Look me up in InCites -— a tool made by US research-analytics company Clarivate — and you’ll find a biochemist who hasn’t published all that much recently. Google Scholar, Google’s tool for searching academic publications, shows more of my work in the past few years on research evaluation and open research. Like everyone else, I prefer the larger numbers — and Google Scholar provides them — but they come with more errors, owing to how Google’s algorithms crawl and index author lists. My problems are relatively minor; one colleague has tens of citations according to InCites, and tens of thousands according to scrapers such as Google Scholar.

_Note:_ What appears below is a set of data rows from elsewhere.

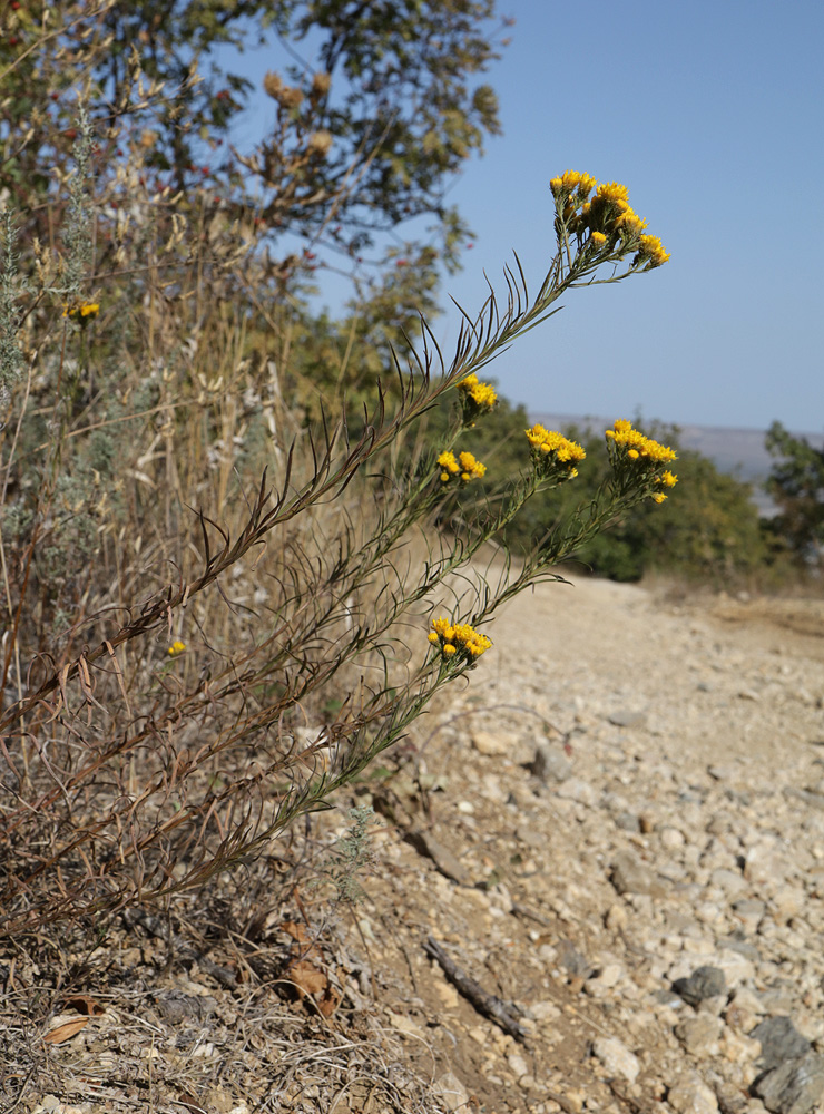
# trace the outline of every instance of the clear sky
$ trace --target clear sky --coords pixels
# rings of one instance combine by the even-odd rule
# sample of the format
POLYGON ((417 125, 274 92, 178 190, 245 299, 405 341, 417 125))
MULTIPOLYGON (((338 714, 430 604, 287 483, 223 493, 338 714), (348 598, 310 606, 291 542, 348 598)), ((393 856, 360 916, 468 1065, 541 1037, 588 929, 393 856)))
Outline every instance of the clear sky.
MULTIPOLYGON (((503 136, 450 192, 477 238, 444 294, 477 310, 482 272, 496 285, 513 250, 539 285, 555 247, 549 179, 567 168, 624 183, 671 253, 626 283, 572 291, 493 365, 502 392, 532 411, 821 430, 822 0, 499 11, 516 20, 488 75, 503 136)), ((435 324, 447 350, 457 326, 454 314, 435 324)))

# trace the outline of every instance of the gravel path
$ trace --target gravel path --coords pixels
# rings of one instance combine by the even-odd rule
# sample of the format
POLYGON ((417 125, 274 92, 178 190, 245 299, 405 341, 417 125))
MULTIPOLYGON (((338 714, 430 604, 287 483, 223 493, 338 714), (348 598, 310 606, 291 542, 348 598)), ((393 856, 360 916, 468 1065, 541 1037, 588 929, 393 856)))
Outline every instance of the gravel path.
POLYGON ((176 907, 183 942, 0 955, 10 1106, 824 1111, 824 600, 580 579, 489 633, 356 788, 354 909, 262 860, 176 907))
POLYGON ((445 1108, 824 1110, 823 619, 580 580, 493 626, 359 926, 445 1108))

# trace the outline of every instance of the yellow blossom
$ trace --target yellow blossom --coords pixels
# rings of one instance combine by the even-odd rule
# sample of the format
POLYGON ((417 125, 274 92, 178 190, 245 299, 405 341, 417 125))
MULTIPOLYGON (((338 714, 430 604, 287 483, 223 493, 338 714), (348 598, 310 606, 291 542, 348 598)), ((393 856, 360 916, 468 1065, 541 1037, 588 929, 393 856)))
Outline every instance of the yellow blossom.
POLYGON ((631 422, 626 418, 619 418, 615 423, 615 429, 606 431, 607 440, 616 448, 626 450, 630 460, 651 461, 653 463, 669 463, 676 460, 676 453, 668 446, 659 444, 651 437, 645 437, 640 430, 632 429, 631 422))
POLYGON ((454 452, 442 452, 440 455, 440 457, 438 458, 438 463, 447 472, 459 472, 460 471, 460 467, 458 465, 458 461, 455 460, 454 452))
POLYGON ((541 475, 546 476, 550 471, 558 475, 560 471, 565 479, 578 475, 575 465, 587 456, 580 444, 570 441, 562 433, 545 429, 540 423, 536 423, 524 432, 532 449, 532 462, 541 475), (559 469, 558 466, 562 468, 559 469))
POLYGON ((487 466, 471 452, 460 452, 458 457, 454 452, 442 452, 438 463, 443 469, 441 483, 448 483, 454 476, 459 477, 462 483, 469 483, 470 480, 480 479, 487 471, 487 466))
POLYGON ((578 170, 565 170, 560 178, 551 178, 549 188, 556 197, 563 194, 571 194, 578 190, 581 198, 586 197, 595 188, 595 178, 591 174, 579 174, 578 170))
POLYGON ((454 657, 460 654, 470 664, 492 645, 490 638, 480 634, 469 623, 451 624, 449 619, 444 618, 432 620, 429 641, 433 645, 440 645, 444 657, 454 657))
POLYGON ((615 227, 622 236, 638 236, 647 227, 647 222, 641 221, 637 213, 628 208, 616 219, 615 227))
POLYGON ((666 251, 658 236, 641 236, 637 258, 639 261, 649 260, 650 266, 659 267, 669 258, 669 252, 666 251))
POLYGON ((63 316, 72 321, 79 321, 81 325, 85 325, 91 317, 96 317, 99 312, 100 305, 97 302, 79 302, 77 305, 67 305, 63 310, 63 316))

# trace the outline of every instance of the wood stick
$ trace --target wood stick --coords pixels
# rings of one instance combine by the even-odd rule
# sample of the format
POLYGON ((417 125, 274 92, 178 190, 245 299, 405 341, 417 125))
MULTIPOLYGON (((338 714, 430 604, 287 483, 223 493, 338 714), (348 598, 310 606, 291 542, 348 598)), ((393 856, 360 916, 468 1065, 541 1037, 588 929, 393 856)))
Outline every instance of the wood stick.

Researchers, especially those early in their careers, need to know how to marshal sources of evidence, such as these publication counts, to make their case to hiring and promotion committees. These tools are treated as trusted sources, despite the fact that they can give very different values. Other data, such as retweets or ‘likes’ on online videos, are sometimes used as a proxy for societal impact, but the relevance of these is even more questionable when used inappropriately.
This is a serious and deeply ironic problem across the scientific enterprise. As researchers, we are used to using partial, imperfect, incomplete data to make decisions and draw conclusions. Those imperfections are smoothed out through statistical processes, error calculations and good research practice. But best practices are often not applied in the evaluation of the publishing records of researchers: where are the error bars on a tenure decision, university ranking or grant application?

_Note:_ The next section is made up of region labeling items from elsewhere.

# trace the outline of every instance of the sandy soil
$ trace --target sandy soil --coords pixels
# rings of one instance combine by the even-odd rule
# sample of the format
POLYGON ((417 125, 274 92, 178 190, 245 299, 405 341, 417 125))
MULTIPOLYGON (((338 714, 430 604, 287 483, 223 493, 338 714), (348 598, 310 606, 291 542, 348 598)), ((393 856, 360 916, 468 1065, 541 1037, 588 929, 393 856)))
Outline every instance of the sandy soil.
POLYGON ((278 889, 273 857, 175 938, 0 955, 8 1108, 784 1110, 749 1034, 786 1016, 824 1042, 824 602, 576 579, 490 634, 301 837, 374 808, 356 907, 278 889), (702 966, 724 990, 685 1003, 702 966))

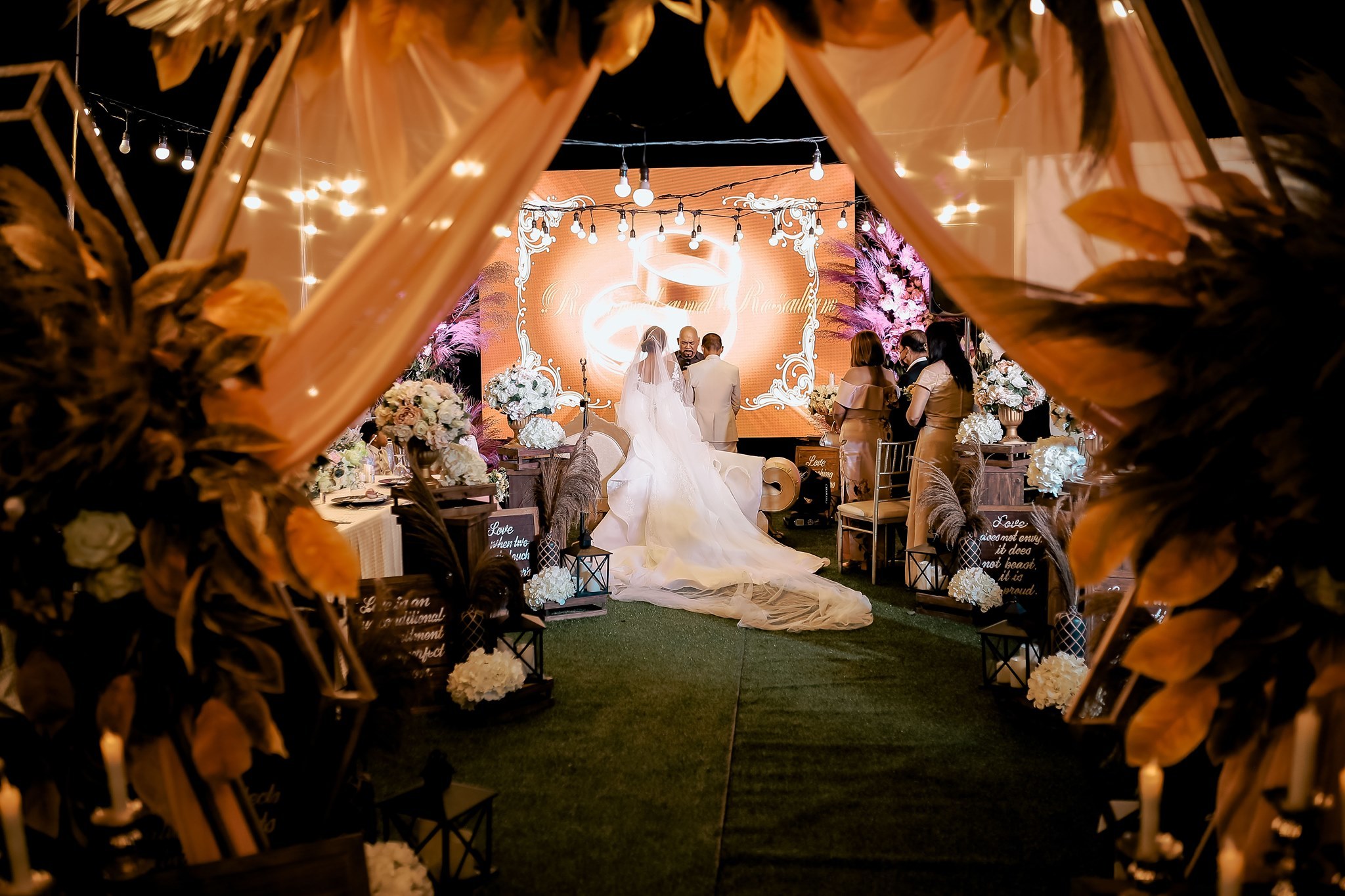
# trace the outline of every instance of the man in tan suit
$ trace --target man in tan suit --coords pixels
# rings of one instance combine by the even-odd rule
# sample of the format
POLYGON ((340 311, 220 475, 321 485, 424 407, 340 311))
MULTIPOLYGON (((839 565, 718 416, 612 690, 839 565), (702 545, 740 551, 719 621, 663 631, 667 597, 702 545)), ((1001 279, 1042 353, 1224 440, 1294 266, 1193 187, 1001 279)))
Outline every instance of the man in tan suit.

Policy, hiring, funding and promotion decisions are being built from this shaky evidence. If these pieces of evidence were research data, their collection, description, analysis and interpretation would never pass peer review.
This problem spans institutions as well as individuals and disciplines. My colleague Karl Huang, an open-knowledge researcher at Curtin University in Perth, Australia, and I investigated the data underlying university rankings (C.‑K. K. Huang et al. Quant. Sci. Stud. 1, 445–478; 2020). We created a simple citation-based ranking of 155 universities, and fed it data from each of three sources: Web of Science, Scopus and Microsoft Academic, all of which are tools for searching publication records. Three universities shifted more than 110 places, and 45 moved more than 20, when the data source changed.
It shouldn’t be a surprise that different sources and ranking approaches give different results. But we continue to ignore the differences — and make policy, funding and career decisions as though any individual metric can provide an answer. So we’re getting many crucial decisions wrong — at the individual and institutional levels.
What needs to change? The policy landscape has shifted in the past decade. The Agreement on Reforming Research Assessment, published last week (see go.nature.com/3pmwd), answers the Paris Call on Research Assessment to evaluate research on “intrinsic merits and impact, rather than on the number of publications and where they are published, promoting qualitative judgement provided by peers, supported by a responsible use of quantitative indicators”. In other words, its writers are sick of out-of-context numbers, too. It follows the 2013 San Francisco Declaration on Research Assessment and the 2015 Leiden Manifesto, which both called for similar policy shifts.
To make these calls effective, academia needs a cultural change in terms of the evidence that is used to evaluate research output. This will happen only when the entire enterprise demands higher standards. We should tell the stories behind our work and success more qualitatively — with more meaningful words and fewer meaningless numbers. This would better respect the variety of disciplines and the many ways that researchers make an impact.
Senior researchers should be critically evaluating the quality of evidence presented when judging job and grant applicants or conducting departmental reviews. And we should support early-career researchers by creating guidelines and training to help them to prepare the best possible cases for advancement.
It is unfair but inescapable that much of the work will fall on the shoulders of early and mid-career researchers, for whom evaluations are most crucial. They have a choice of whether to provide more rigorous and complete evidence in their applications or just the usual numbers. But this is an opportunity to reshape the stories of their research, while making the assessment of their work fairer.
These changes are already occurring. The policy landscape is shifting following the Agreement on Reforming Research Assessment and similar initiatives in many countries. Increasingly, evaluations for grants, promotions and jobs require qualitative cases supported by quantitative evidence. More senior scholars are asking for higher standards of evidence for research assessment. And I am increasingly seeing junior scholars making sophisticated, rigorous and diverse cases for the value of their research to promotion panels or in grant evaluations.
Real change will occur only when those being evaluated are prepared to show the real value and impact of their research, beyond citation counts, retweets or h-indices. I might like the larger numbers, but I’d prefer to work in a world fed by informative ones.